Corporate Profits Soar To Record, Now More Than Double Their Peak Under Ronald Reagan

Corporate Profits More Than Double Their Peak Under Reagan

Give yourself a hand, Corporate America, history's greatest martyr-hero: You have managed to turn record profits despite the country being run by a socialist, fascist Muslin dictator for the past four years.

U.S. corporate profits have soared 71 percent, after taxes, under the crushing grip of Dear Leader Obama, Bloomberg writes. No other president since World War II, when America was also run by socialist monsters, has seen such a profit increase. Corporate profits are the highest share of GDP since at least 1947, when record-keeping began, if you can trust the government's records. "Profits are more than twice as high as their peak during President Ronald Reagan’s administration and more than 50 percent greater than during the late-1990s Internet boom, measured by the size of the economy," Bloomberg writes.

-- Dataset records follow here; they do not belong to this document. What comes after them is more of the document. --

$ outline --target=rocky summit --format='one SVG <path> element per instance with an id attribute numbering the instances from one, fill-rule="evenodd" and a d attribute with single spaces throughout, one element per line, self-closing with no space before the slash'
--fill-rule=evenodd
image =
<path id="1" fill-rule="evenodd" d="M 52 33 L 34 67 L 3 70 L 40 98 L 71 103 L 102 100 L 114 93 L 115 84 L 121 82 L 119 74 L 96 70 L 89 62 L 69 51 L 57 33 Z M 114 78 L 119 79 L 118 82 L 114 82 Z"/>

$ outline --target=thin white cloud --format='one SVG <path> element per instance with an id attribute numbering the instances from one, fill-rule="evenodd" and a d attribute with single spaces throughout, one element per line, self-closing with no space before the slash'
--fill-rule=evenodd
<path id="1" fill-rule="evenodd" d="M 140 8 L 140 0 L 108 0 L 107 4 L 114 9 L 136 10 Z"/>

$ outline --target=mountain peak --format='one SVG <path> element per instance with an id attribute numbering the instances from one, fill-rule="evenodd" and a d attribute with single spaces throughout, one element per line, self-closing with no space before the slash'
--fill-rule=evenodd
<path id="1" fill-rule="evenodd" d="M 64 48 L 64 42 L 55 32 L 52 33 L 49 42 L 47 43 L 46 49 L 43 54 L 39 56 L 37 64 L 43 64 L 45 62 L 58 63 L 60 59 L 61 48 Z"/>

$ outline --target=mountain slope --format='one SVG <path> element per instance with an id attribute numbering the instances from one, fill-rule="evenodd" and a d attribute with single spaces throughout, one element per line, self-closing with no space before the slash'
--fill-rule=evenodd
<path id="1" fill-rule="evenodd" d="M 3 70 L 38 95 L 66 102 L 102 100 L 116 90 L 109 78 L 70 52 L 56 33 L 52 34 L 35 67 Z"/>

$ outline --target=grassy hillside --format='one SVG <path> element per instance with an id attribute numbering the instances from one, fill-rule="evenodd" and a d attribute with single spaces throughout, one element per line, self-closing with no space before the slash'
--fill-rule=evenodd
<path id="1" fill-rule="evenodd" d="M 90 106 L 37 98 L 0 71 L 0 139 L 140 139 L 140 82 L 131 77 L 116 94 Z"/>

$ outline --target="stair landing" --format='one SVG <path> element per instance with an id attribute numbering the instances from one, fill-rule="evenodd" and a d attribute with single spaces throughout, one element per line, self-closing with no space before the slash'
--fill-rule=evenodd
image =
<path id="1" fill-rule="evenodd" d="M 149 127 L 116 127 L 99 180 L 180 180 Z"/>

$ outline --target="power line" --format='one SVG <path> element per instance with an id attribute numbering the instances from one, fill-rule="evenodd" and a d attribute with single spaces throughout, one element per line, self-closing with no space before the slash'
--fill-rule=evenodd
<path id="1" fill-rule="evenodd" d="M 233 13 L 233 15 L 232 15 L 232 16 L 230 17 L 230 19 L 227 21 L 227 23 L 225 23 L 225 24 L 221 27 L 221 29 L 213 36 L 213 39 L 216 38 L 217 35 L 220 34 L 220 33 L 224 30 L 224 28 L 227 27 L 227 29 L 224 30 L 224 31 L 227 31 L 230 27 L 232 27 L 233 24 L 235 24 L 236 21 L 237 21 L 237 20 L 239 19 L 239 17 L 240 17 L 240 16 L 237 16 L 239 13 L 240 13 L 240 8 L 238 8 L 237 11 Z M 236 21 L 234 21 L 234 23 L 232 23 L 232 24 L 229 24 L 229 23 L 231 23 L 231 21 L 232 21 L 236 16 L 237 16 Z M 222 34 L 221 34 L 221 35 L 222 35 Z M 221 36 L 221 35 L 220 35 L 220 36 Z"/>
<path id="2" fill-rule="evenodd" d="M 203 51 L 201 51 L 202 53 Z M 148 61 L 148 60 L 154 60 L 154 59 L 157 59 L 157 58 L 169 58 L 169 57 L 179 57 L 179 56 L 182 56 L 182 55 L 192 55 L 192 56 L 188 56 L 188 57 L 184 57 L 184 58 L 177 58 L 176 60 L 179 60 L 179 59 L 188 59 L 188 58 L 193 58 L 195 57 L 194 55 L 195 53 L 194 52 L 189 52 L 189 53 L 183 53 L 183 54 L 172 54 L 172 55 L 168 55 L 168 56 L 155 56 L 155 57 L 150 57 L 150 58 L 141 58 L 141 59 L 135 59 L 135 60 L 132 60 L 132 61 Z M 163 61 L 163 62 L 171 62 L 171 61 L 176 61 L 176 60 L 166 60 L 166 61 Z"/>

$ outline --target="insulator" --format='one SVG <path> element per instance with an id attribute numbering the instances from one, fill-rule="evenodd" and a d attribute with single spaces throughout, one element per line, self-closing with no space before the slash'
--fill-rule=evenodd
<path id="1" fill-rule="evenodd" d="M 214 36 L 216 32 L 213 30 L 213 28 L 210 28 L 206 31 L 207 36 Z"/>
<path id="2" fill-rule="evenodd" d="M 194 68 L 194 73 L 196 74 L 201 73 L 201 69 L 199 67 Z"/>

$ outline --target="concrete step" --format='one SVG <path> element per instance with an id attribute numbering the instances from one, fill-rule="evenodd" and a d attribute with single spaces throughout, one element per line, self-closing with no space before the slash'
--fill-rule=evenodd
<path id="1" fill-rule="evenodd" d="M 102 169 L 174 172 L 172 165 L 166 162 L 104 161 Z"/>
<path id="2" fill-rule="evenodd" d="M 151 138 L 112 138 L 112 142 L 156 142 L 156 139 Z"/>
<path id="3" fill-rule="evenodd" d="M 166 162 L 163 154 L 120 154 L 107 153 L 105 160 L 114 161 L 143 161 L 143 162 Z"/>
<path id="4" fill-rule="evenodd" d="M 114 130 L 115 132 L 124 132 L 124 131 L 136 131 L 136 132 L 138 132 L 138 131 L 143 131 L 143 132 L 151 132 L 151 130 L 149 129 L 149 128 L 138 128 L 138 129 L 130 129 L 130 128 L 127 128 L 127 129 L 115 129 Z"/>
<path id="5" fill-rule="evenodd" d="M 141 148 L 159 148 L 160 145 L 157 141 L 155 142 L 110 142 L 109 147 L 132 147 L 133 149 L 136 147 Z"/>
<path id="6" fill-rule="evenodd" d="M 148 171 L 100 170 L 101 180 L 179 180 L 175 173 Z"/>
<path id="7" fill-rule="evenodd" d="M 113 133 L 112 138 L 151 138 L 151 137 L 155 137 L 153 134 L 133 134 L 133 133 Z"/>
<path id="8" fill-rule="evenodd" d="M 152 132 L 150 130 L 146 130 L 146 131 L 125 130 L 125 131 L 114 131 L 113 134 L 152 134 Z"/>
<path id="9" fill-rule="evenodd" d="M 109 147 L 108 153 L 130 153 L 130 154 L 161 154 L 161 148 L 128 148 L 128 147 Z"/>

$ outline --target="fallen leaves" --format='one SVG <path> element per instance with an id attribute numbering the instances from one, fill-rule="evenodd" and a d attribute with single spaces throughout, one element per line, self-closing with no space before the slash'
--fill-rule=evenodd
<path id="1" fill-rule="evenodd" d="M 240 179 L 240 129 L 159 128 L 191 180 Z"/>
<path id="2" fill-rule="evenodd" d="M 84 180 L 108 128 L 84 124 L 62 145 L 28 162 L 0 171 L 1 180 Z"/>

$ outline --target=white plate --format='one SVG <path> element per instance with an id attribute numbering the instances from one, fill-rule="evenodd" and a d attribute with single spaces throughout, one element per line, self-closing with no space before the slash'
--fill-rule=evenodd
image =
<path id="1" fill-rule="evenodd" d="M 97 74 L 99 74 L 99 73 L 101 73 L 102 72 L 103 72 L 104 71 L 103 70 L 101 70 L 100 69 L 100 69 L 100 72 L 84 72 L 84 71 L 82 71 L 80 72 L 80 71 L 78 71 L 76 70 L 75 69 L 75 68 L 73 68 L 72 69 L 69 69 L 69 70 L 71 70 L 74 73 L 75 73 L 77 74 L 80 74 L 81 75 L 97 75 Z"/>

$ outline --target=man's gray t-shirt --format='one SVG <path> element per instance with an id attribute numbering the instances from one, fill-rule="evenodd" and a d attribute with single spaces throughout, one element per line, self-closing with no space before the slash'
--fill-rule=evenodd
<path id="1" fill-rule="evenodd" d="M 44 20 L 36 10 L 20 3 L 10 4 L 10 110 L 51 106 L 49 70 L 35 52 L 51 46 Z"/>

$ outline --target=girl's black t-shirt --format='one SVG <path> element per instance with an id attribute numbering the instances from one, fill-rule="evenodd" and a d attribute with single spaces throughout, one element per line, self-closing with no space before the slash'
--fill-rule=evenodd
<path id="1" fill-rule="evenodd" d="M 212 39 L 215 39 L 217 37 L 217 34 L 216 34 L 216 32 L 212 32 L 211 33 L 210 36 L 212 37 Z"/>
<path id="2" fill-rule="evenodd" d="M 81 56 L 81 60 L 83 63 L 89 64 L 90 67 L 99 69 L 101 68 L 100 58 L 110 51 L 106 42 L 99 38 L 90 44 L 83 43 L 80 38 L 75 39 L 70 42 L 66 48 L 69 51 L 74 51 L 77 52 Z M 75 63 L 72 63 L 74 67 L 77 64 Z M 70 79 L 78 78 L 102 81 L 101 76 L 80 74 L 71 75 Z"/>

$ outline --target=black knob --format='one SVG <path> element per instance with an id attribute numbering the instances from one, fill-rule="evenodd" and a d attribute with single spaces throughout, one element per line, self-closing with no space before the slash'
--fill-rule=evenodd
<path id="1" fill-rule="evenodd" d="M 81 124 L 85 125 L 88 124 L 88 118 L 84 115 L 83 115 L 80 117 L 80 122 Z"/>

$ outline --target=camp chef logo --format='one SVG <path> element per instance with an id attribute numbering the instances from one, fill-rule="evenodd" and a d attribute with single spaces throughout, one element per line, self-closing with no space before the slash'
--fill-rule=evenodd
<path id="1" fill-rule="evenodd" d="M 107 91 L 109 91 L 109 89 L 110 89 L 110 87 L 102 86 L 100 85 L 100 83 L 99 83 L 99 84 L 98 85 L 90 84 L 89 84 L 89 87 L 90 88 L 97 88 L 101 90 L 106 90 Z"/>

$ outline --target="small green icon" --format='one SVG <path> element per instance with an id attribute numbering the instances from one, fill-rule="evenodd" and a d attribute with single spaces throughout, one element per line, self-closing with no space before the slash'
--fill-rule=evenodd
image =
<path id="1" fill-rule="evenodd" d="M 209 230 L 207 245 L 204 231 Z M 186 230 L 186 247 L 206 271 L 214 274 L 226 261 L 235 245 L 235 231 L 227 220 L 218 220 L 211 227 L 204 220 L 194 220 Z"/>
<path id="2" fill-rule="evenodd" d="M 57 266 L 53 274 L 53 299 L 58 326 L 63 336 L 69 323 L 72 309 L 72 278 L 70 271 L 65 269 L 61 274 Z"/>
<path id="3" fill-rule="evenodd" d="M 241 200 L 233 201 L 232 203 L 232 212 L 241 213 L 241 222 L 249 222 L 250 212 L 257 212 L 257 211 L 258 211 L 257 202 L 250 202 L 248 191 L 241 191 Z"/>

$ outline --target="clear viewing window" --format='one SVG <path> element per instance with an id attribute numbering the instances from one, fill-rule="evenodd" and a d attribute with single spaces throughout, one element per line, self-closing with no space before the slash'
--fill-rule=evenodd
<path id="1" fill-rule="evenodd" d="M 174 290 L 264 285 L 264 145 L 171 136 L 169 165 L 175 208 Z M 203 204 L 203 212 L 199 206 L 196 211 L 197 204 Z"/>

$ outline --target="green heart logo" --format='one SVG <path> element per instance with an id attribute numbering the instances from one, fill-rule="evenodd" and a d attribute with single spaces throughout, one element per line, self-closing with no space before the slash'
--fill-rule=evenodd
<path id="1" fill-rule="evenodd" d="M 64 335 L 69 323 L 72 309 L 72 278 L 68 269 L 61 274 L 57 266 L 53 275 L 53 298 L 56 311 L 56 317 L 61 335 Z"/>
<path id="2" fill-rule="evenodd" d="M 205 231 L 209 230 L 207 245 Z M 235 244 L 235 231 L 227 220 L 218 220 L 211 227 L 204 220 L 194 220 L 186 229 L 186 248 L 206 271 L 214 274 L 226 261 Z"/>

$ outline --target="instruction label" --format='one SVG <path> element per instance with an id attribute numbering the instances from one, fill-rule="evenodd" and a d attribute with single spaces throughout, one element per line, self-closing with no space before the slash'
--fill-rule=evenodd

Well, there's your problem right there, companies will say: The economy has been so terrible under Obama that naturally their profits are going to look bigger in comparison. Companies have squeezed profits out of this horrible economy by making it even more horrible, laying off workers and slashing costs. So-called "economists" disagree with this corporate view, Bloomberg writes, noting the economy would be in worse shape if not for Obama's redistribution, er, stimulus plans.

The cognitive dissonance is on fullest display in the banking industry. Nobody has whined harder about Obama than the put-upon bankers, whom Obama once cruelly called "fat cats," sending the delicate flowers to their fainting couches, where they fanned themselves furiously with wads of cash. And yet nobody is making more money than the biggest, most oppressed banks. Despite the hardships of tighter regulation and higher capital requirements, Goldman Sachs managed to utterly smash profit expectations in the fourth quarter, not only from cutting costs like banker pay, but also because of "a significant rebound in its core business," writes Susanne Craig in the New York Times.

And JPMorgan Chase, run by banking's Whiner-In-Chief Jamie Dimon, turned a record profit of more than $21 billion in 2012, the Wall Street Journal writes. Dimon had his pay cut in half for his lax oversight of the risks being taken by JPMorgan's chief investment office. Without their $6 billion London Whale loss, JPMorgan's profits would have been even higher.

But still the whining continues apace. Whole Foods CEO John Mackey refined his previous analysis of Obamacare, deciding it was more like fascism, not socialism as he'd previously thought. Judging by the literally thousands of furious emails Huffington Post business editors have received in the past 12 hours about Mackey's comments, we can guess Whole Foods might want to get ready for another customer boycott in the days to come.

Not to worry, though: Whole Foods' profits -- which have risen 306 percent under Obama -- will probably be just fine.